I cannot quite tell you how much I really loved this book. Perhaps it’s because the romance is subtle and sweet. Or maybe it’s because the epistolary style of the emails, which can be so difficult to pull off, grabbed me just like it did Lincoln. Or maybe, as Jo says in her review, it’s because I liked Jennifer and Beth so much. Beth was a child of the 90s like I am, and there are some great pop culture references. Plus, the emails are funny and heartwarming, and the friends reminded me very much of my best friends, several of whom I met on the job.

All in all, Attachments was a purely enjoyable read; it’s funny, quirky, and I loved it.

Read this: in a bubble bath or with a glass of wine at your side.

Other reviews:

Read the Book

Word Lily

Unputdownables

 

 

 

Mischief Managed!

1st August 2011

It is August in Texas, yet I am looking forward to starting this month more than you can possibly know. July packed a punch, and not in a good way. It was one of the worst months of my life because of some job-related stress. However, apparently stress and no money are really good for reading. I read 16 books in August, and thankfully my Shelfari account, instead of telling me I am behind last year’s pace, now tells me I am ahead of my 2010 reading pace. Yippee! It’s a damn shame when a website can make you feel guilty…

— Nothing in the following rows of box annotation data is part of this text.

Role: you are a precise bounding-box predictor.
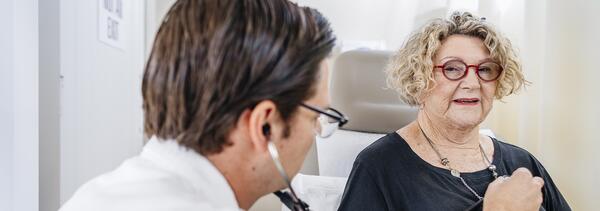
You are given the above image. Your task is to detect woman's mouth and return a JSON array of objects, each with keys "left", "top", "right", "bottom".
[{"left": 452, "top": 98, "right": 479, "bottom": 106}]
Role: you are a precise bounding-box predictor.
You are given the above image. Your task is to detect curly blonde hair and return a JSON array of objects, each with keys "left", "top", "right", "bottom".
[{"left": 386, "top": 12, "right": 529, "bottom": 106}]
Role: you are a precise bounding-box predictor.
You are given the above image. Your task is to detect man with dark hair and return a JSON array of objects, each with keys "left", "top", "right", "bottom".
[
  {"left": 61, "top": 0, "right": 548, "bottom": 211},
  {"left": 62, "top": 0, "right": 346, "bottom": 211}
]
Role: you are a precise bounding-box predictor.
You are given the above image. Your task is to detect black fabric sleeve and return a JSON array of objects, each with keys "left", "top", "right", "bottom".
[
  {"left": 530, "top": 155, "right": 571, "bottom": 211},
  {"left": 338, "top": 160, "right": 388, "bottom": 211}
]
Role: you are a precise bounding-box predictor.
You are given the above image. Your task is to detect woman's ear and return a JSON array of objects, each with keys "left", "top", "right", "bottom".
[{"left": 248, "top": 100, "right": 278, "bottom": 151}]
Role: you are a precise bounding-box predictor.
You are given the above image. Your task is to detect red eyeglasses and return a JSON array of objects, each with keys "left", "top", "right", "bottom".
[{"left": 434, "top": 60, "right": 503, "bottom": 82}]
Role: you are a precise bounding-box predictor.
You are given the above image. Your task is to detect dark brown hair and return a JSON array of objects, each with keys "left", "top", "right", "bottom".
[{"left": 142, "top": 0, "right": 335, "bottom": 154}]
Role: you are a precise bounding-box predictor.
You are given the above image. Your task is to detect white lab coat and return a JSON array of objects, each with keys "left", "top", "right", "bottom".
[{"left": 60, "top": 138, "right": 240, "bottom": 211}]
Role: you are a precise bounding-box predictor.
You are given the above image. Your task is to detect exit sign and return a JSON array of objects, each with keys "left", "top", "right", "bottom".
[{"left": 98, "top": 0, "right": 130, "bottom": 50}]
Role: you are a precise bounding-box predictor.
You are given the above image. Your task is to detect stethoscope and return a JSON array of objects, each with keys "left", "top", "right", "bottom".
[
  {"left": 263, "top": 125, "right": 310, "bottom": 211},
  {"left": 268, "top": 141, "right": 310, "bottom": 211}
]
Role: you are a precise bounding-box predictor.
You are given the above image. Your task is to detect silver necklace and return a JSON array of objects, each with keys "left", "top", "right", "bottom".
[{"left": 419, "top": 124, "right": 498, "bottom": 200}]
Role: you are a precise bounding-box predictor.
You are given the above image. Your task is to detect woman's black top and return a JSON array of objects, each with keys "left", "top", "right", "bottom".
[{"left": 338, "top": 133, "right": 571, "bottom": 211}]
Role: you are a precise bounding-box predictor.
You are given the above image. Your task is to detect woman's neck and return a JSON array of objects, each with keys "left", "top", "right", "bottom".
[{"left": 417, "top": 110, "right": 479, "bottom": 148}]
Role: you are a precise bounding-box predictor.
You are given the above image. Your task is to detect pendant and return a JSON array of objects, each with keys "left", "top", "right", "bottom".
[{"left": 450, "top": 169, "right": 460, "bottom": 177}]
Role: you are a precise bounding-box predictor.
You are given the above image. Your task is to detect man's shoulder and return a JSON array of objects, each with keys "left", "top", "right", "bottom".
[{"left": 61, "top": 156, "right": 216, "bottom": 211}]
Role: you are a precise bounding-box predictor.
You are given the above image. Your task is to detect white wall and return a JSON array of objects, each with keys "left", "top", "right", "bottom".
[
  {"left": 0, "top": 0, "right": 38, "bottom": 211},
  {"left": 59, "top": 0, "right": 145, "bottom": 203},
  {"left": 39, "top": 0, "right": 60, "bottom": 211}
]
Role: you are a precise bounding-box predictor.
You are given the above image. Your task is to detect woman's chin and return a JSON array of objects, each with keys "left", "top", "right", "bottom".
[{"left": 450, "top": 117, "right": 483, "bottom": 129}]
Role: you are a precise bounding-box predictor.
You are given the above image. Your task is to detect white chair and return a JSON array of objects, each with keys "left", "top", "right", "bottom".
[{"left": 282, "top": 50, "right": 494, "bottom": 211}]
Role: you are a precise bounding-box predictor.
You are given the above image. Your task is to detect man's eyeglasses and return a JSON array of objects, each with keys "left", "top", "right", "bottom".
[
  {"left": 434, "top": 60, "right": 503, "bottom": 82},
  {"left": 300, "top": 103, "right": 348, "bottom": 138}
]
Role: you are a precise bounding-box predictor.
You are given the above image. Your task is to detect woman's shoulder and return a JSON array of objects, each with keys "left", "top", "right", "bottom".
[
  {"left": 356, "top": 132, "right": 408, "bottom": 163},
  {"left": 493, "top": 139, "right": 541, "bottom": 170}
]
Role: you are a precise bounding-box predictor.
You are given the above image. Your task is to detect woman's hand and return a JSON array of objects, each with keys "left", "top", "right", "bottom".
[{"left": 483, "top": 168, "right": 544, "bottom": 211}]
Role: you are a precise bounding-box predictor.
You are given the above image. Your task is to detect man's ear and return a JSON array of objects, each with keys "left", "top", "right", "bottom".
[{"left": 248, "top": 100, "right": 278, "bottom": 151}]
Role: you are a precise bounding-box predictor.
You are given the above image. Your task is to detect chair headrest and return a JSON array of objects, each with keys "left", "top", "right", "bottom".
[{"left": 331, "top": 50, "right": 417, "bottom": 133}]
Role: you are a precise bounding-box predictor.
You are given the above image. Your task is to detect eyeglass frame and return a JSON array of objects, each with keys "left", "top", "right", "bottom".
[
  {"left": 300, "top": 103, "right": 349, "bottom": 138},
  {"left": 433, "top": 59, "right": 504, "bottom": 82}
]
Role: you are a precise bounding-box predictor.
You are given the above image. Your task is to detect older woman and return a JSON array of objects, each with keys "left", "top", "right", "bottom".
[{"left": 339, "top": 13, "right": 570, "bottom": 210}]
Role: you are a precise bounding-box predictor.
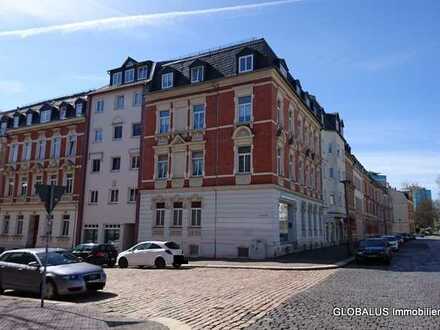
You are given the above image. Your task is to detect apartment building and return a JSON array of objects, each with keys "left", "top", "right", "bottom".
[
  {"left": 321, "top": 113, "right": 349, "bottom": 245},
  {"left": 0, "top": 93, "right": 87, "bottom": 248},
  {"left": 137, "top": 39, "right": 325, "bottom": 258},
  {"left": 82, "top": 57, "right": 153, "bottom": 250}
]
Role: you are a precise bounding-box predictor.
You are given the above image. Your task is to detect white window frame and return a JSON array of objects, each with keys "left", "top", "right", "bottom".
[{"left": 238, "top": 54, "right": 254, "bottom": 73}]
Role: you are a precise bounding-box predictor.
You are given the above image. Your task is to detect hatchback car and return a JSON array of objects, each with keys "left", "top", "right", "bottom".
[
  {"left": 355, "top": 238, "right": 392, "bottom": 264},
  {"left": 0, "top": 249, "right": 107, "bottom": 299},
  {"left": 118, "top": 241, "right": 188, "bottom": 268},
  {"left": 72, "top": 243, "right": 118, "bottom": 267}
]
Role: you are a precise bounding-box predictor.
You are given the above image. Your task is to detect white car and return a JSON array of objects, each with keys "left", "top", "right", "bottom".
[{"left": 117, "top": 241, "right": 188, "bottom": 268}]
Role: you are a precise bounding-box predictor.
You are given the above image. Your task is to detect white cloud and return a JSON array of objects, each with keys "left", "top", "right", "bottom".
[
  {"left": 0, "top": 0, "right": 304, "bottom": 38},
  {"left": 0, "top": 80, "right": 24, "bottom": 94}
]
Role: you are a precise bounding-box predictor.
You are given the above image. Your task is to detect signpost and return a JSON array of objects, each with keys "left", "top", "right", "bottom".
[{"left": 35, "top": 184, "right": 65, "bottom": 308}]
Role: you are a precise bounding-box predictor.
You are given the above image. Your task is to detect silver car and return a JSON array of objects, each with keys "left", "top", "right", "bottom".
[{"left": 0, "top": 249, "right": 107, "bottom": 299}]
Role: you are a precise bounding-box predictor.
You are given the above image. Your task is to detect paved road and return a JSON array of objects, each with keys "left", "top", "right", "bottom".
[{"left": 250, "top": 237, "right": 440, "bottom": 329}]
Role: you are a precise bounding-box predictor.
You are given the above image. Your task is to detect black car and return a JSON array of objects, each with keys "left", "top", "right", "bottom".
[
  {"left": 356, "top": 238, "right": 392, "bottom": 264},
  {"left": 72, "top": 243, "right": 118, "bottom": 267}
]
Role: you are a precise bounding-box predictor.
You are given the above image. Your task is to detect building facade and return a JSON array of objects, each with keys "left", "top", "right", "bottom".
[
  {"left": 82, "top": 57, "right": 153, "bottom": 250},
  {"left": 137, "top": 40, "right": 325, "bottom": 258},
  {"left": 0, "top": 93, "right": 87, "bottom": 248}
]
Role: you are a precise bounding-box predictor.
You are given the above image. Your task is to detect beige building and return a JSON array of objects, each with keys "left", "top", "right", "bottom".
[{"left": 82, "top": 57, "right": 153, "bottom": 251}]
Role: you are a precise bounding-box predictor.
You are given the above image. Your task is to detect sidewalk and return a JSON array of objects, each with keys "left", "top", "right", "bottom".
[
  {"left": 0, "top": 296, "right": 168, "bottom": 330},
  {"left": 187, "top": 245, "right": 354, "bottom": 270}
]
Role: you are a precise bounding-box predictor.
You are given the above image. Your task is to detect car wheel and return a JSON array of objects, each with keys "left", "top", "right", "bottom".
[
  {"left": 154, "top": 257, "right": 166, "bottom": 269},
  {"left": 44, "top": 281, "right": 57, "bottom": 299},
  {"left": 118, "top": 258, "right": 128, "bottom": 268}
]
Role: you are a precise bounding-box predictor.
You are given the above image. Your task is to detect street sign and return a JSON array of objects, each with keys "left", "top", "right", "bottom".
[{"left": 35, "top": 183, "right": 65, "bottom": 214}]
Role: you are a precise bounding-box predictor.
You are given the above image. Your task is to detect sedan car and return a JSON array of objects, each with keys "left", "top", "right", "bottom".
[
  {"left": 0, "top": 249, "right": 107, "bottom": 299},
  {"left": 72, "top": 243, "right": 118, "bottom": 267},
  {"left": 118, "top": 241, "right": 188, "bottom": 268},
  {"left": 355, "top": 238, "right": 392, "bottom": 264}
]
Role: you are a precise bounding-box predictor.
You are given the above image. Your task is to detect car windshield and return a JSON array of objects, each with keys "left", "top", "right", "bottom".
[
  {"left": 359, "top": 239, "right": 385, "bottom": 248},
  {"left": 37, "top": 251, "right": 80, "bottom": 266}
]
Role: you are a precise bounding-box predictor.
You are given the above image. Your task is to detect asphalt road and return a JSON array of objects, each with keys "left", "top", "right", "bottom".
[{"left": 250, "top": 237, "right": 440, "bottom": 329}]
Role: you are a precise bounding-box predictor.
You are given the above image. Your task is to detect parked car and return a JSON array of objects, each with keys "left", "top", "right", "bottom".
[
  {"left": 355, "top": 238, "right": 392, "bottom": 264},
  {"left": 0, "top": 248, "right": 107, "bottom": 299},
  {"left": 72, "top": 243, "right": 118, "bottom": 267},
  {"left": 118, "top": 241, "right": 188, "bottom": 268},
  {"left": 382, "top": 235, "right": 399, "bottom": 252}
]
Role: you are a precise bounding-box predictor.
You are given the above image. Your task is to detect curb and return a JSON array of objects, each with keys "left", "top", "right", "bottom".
[{"left": 185, "top": 257, "right": 354, "bottom": 270}]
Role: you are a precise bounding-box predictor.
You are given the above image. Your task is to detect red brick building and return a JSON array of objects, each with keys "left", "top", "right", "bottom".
[
  {"left": 0, "top": 93, "right": 87, "bottom": 248},
  {"left": 138, "top": 40, "right": 324, "bottom": 258}
]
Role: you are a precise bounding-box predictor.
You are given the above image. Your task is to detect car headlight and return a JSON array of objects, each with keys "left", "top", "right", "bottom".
[{"left": 61, "top": 275, "right": 80, "bottom": 281}]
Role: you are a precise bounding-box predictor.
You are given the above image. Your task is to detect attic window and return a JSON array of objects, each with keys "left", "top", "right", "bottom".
[
  {"left": 238, "top": 55, "right": 254, "bottom": 73},
  {"left": 162, "top": 72, "right": 173, "bottom": 89},
  {"left": 191, "top": 65, "right": 203, "bottom": 83}
]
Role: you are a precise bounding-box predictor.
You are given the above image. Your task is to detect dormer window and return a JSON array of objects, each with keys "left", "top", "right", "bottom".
[
  {"left": 138, "top": 66, "right": 148, "bottom": 80},
  {"left": 124, "top": 69, "right": 134, "bottom": 83},
  {"left": 40, "top": 110, "right": 50, "bottom": 123},
  {"left": 238, "top": 55, "right": 254, "bottom": 73},
  {"left": 191, "top": 65, "right": 203, "bottom": 83},
  {"left": 112, "top": 72, "right": 122, "bottom": 85},
  {"left": 26, "top": 112, "right": 32, "bottom": 126},
  {"left": 162, "top": 72, "right": 173, "bottom": 89},
  {"left": 13, "top": 116, "right": 20, "bottom": 128},
  {"left": 75, "top": 103, "right": 83, "bottom": 117}
]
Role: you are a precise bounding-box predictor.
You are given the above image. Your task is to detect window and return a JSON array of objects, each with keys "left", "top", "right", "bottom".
[
  {"left": 20, "top": 176, "right": 27, "bottom": 196},
  {"left": 238, "top": 95, "right": 252, "bottom": 123},
  {"left": 133, "top": 92, "right": 142, "bottom": 107},
  {"left": 65, "top": 173, "right": 73, "bottom": 194},
  {"left": 138, "top": 66, "right": 148, "bottom": 80},
  {"left": 115, "top": 95, "right": 125, "bottom": 110},
  {"left": 15, "top": 215, "right": 23, "bottom": 236},
  {"left": 37, "top": 140, "right": 46, "bottom": 160},
  {"left": 173, "top": 202, "right": 183, "bottom": 227},
  {"left": 92, "top": 159, "right": 101, "bottom": 173},
  {"left": 95, "top": 100, "right": 104, "bottom": 113},
  {"left": 75, "top": 102, "right": 84, "bottom": 117},
  {"left": 157, "top": 155, "right": 168, "bottom": 179},
  {"left": 66, "top": 134, "right": 76, "bottom": 157},
  {"left": 90, "top": 190, "right": 98, "bottom": 204},
  {"left": 2, "top": 215, "right": 10, "bottom": 234},
  {"left": 238, "top": 146, "right": 251, "bottom": 174},
  {"left": 238, "top": 55, "right": 254, "bottom": 73},
  {"left": 113, "top": 125, "right": 122, "bottom": 140},
  {"left": 112, "top": 72, "right": 122, "bottom": 85},
  {"left": 40, "top": 110, "right": 51, "bottom": 123},
  {"left": 49, "top": 174, "right": 58, "bottom": 186},
  {"left": 191, "top": 65, "right": 203, "bottom": 83},
  {"left": 50, "top": 136, "right": 61, "bottom": 159},
  {"left": 191, "top": 151, "right": 203, "bottom": 176},
  {"left": 13, "top": 115, "right": 20, "bottom": 128},
  {"left": 26, "top": 113, "right": 32, "bottom": 126},
  {"left": 61, "top": 214, "right": 70, "bottom": 236},
  {"left": 131, "top": 123, "right": 142, "bottom": 137},
  {"left": 124, "top": 69, "right": 134, "bottom": 83},
  {"left": 95, "top": 128, "right": 102, "bottom": 143},
  {"left": 110, "top": 189, "right": 119, "bottom": 203},
  {"left": 191, "top": 202, "right": 202, "bottom": 227},
  {"left": 23, "top": 141, "right": 32, "bottom": 160},
  {"left": 162, "top": 72, "right": 173, "bottom": 89},
  {"left": 9, "top": 143, "right": 18, "bottom": 163},
  {"left": 130, "top": 155, "right": 140, "bottom": 170},
  {"left": 159, "top": 110, "right": 170, "bottom": 134},
  {"left": 193, "top": 104, "right": 205, "bottom": 129},
  {"left": 156, "top": 203, "right": 165, "bottom": 227},
  {"left": 128, "top": 188, "right": 137, "bottom": 203},
  {"left": 112, "top": 157, "right": 121, "bottom": 171}
]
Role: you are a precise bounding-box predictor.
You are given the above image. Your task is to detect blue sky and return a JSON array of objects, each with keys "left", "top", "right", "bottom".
[{"left": 0, "top": 0, "right": 440, "bottom": 194}]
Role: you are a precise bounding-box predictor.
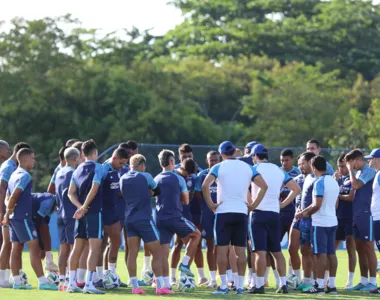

As per the title of this post, mischief has most certainly been managed. Since last Friday, I completed Harry Potter and the Chamber of Secrets, Harry Potter and the Prisoner of Azkaban, Harry Potter and the Goblet of Fire, Harry Potter and the Order of the Phoenix, Harry Potter and the Half-Blood Prince, and Harry Potter and the Deathly Hallows. That’s approximately 3,184 pages in one week, and I also listened to Live and Let Die by Ian Fleming and read Attachments by Rainbow Rowell.

That’s why reviews have been a bit light around these here parts over the last month. Looking back I only reviewed 5 (five!) books. Don’t hate me. I promise I’ve got a lot in store for you this month, and that’s partly because so many great books are coming out this fall.

So sit back, try to stay cool, and tell me what the heck you’ve been up to.